Wind and Solar are largely not information technologies. If they can be turned into information technologies, a Moore-type Law can be exploited.
The cost reductions we have seen so far in Wind and Solar are caused by
a) the experience curve – for Solar, every doubling of units delivered makes unit costs 20% cheaper. This factor is market specific.
b) traditional energy efficiency improvements in the production process. Using less chemicals etc.
At the moment, no Moore-type law can be expected in wind or solar. Similarly, not in batteries or electric cars or other electricity storage system. Small improvements yes; exponential increase no.

David L.
February 17, 2014 9:47 am

I’m all for clean, cheap, renewable energy.

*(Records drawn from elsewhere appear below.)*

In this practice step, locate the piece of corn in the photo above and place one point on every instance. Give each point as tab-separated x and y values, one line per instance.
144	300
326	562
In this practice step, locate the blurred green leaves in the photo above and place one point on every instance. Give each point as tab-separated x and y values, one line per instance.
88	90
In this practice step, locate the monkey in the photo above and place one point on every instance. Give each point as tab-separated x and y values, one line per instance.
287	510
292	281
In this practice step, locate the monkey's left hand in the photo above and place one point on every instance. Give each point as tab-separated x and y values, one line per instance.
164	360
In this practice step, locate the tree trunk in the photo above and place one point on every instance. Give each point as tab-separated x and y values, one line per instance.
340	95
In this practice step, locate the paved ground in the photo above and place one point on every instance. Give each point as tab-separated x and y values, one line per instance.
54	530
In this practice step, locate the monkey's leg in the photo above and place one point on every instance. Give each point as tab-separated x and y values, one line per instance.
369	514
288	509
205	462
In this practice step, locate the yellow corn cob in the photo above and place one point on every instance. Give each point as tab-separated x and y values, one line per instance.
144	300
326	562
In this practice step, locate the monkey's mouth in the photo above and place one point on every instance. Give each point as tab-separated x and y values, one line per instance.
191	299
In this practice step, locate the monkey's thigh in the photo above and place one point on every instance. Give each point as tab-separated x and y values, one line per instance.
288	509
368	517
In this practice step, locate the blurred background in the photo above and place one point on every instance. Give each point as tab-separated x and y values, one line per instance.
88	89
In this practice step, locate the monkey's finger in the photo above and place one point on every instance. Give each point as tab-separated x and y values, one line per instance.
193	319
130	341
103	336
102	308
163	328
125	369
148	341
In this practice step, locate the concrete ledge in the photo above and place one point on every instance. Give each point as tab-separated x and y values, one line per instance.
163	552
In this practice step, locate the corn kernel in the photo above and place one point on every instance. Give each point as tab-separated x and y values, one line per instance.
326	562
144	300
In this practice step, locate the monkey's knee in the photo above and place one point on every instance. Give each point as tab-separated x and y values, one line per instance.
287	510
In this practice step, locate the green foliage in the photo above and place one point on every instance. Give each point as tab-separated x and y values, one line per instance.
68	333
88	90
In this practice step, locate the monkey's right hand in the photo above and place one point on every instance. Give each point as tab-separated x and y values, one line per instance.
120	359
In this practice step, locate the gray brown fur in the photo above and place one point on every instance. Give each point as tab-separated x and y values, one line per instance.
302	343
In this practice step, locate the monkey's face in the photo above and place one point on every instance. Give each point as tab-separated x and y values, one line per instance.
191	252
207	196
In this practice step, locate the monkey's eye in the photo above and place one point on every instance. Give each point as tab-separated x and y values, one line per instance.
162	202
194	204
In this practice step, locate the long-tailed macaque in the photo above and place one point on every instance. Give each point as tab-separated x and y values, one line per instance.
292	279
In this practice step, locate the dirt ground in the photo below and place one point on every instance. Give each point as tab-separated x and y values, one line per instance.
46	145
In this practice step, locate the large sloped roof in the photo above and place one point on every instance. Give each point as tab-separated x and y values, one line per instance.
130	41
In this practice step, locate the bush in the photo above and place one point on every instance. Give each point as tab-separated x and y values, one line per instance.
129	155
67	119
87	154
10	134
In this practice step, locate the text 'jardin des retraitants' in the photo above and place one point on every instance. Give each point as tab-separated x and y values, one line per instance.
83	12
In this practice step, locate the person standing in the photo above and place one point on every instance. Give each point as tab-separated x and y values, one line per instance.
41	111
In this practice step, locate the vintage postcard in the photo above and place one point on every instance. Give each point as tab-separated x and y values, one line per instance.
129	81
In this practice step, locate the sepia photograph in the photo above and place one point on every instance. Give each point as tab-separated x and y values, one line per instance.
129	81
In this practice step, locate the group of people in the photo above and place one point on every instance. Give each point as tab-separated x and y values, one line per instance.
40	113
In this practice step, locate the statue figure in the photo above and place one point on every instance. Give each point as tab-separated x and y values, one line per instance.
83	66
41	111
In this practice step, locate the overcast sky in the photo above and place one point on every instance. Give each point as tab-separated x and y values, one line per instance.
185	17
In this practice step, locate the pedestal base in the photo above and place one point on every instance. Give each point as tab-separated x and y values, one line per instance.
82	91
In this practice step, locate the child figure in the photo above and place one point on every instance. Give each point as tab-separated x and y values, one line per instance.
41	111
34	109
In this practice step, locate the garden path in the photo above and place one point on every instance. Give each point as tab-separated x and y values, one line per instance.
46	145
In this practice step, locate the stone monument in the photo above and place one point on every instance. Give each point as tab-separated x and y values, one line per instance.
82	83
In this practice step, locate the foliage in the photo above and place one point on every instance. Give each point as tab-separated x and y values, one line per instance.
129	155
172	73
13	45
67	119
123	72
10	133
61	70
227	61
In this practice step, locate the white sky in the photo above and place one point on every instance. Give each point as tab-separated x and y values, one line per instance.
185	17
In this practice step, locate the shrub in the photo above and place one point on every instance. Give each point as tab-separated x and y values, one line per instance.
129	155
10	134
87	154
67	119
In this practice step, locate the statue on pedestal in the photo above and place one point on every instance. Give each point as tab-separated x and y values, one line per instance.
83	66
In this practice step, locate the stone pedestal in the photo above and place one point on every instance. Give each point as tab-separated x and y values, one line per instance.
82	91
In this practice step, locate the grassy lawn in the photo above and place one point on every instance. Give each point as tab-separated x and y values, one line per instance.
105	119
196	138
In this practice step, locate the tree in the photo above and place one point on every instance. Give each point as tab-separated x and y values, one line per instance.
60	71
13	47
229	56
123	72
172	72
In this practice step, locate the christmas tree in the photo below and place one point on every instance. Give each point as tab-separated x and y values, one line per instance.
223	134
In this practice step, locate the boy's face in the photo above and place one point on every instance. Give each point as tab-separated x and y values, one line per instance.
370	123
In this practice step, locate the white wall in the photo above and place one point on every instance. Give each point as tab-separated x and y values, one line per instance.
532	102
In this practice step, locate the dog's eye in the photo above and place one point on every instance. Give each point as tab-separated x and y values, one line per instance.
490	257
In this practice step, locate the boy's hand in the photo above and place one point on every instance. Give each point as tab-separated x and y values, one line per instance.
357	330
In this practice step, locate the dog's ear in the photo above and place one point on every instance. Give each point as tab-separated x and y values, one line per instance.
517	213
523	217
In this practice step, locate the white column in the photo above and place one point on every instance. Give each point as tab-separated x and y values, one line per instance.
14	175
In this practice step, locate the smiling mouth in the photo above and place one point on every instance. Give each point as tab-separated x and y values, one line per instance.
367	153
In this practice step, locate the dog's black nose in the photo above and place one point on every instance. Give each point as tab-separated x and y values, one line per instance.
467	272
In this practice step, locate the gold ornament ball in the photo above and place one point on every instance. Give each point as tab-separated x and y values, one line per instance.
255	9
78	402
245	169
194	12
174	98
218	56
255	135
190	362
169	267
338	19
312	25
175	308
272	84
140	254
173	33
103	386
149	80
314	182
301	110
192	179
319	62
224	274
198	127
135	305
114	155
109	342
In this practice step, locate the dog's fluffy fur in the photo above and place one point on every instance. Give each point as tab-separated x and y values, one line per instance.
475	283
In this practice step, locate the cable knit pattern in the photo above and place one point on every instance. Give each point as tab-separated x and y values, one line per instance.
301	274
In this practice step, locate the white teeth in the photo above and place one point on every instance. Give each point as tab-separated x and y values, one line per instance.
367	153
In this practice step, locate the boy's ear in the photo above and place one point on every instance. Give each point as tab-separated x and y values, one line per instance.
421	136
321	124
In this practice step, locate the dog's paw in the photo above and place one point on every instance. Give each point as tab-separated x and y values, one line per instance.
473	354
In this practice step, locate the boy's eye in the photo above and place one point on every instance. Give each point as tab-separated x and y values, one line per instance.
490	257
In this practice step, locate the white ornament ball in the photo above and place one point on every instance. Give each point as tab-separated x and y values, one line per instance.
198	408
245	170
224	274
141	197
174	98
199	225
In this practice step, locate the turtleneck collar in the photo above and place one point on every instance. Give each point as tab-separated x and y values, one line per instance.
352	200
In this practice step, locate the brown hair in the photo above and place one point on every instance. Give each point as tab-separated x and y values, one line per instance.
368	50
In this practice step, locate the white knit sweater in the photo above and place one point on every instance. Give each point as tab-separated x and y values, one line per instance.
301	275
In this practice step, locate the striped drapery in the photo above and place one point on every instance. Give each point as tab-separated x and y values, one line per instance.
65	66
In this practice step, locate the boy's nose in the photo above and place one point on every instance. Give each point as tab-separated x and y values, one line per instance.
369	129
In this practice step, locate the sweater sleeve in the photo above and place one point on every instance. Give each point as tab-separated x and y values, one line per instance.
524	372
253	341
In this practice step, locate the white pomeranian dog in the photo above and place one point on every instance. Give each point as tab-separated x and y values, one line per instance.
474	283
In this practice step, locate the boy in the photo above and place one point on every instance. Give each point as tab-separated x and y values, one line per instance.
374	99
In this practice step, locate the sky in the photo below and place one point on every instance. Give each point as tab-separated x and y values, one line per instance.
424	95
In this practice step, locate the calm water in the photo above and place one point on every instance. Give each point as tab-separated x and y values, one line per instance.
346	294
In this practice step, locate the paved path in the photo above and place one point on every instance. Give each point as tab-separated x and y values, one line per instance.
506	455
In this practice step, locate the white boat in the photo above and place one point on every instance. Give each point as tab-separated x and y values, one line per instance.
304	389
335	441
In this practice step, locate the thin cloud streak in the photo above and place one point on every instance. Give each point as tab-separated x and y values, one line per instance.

However, such a thing is like wishing for your own personal leprechaun that brings pots of gold to your house every morning so you don’t have to drag yourself off to work.
But to be fair, they only stipulate clean and renewable and make no mention of cost. And that’s the rub, that clean and renewable does not imply cheap as most folk probably gloss over: it’s going to cost.

MarkG
February 17, 2014 9:57 am

“But to be fair, they only stipulate clean and renewable and make no mention of cost.”
Under Communism, everything is free, Comrade.

Box of Rocks
February 17, 2014 9:59 am

MarkG says:
February 17, 2014 at 9:57 am
“But to be fair, they only stipulate clean and renewable and make no mention of cost.”
Under Communism, everything is free, Comrade.
******
Except time.

Gail Combs
February 17, 2014 10:04 am

markstoval says: February 17, 2014 at 7:05 am
…. What is it? Seriously, I am beginning to think my name is on a list someplace.
>>>>>>>>>>>>
WordPress here and elsewhere hates me too. You get kicked into the snowbank
This is the list of the things I think might put you in Moderation Purgatory:
1. If you have more than 2 links.
2. Use forbidden words.
3. Comment is too long.
4. Took too long to write in the comment window.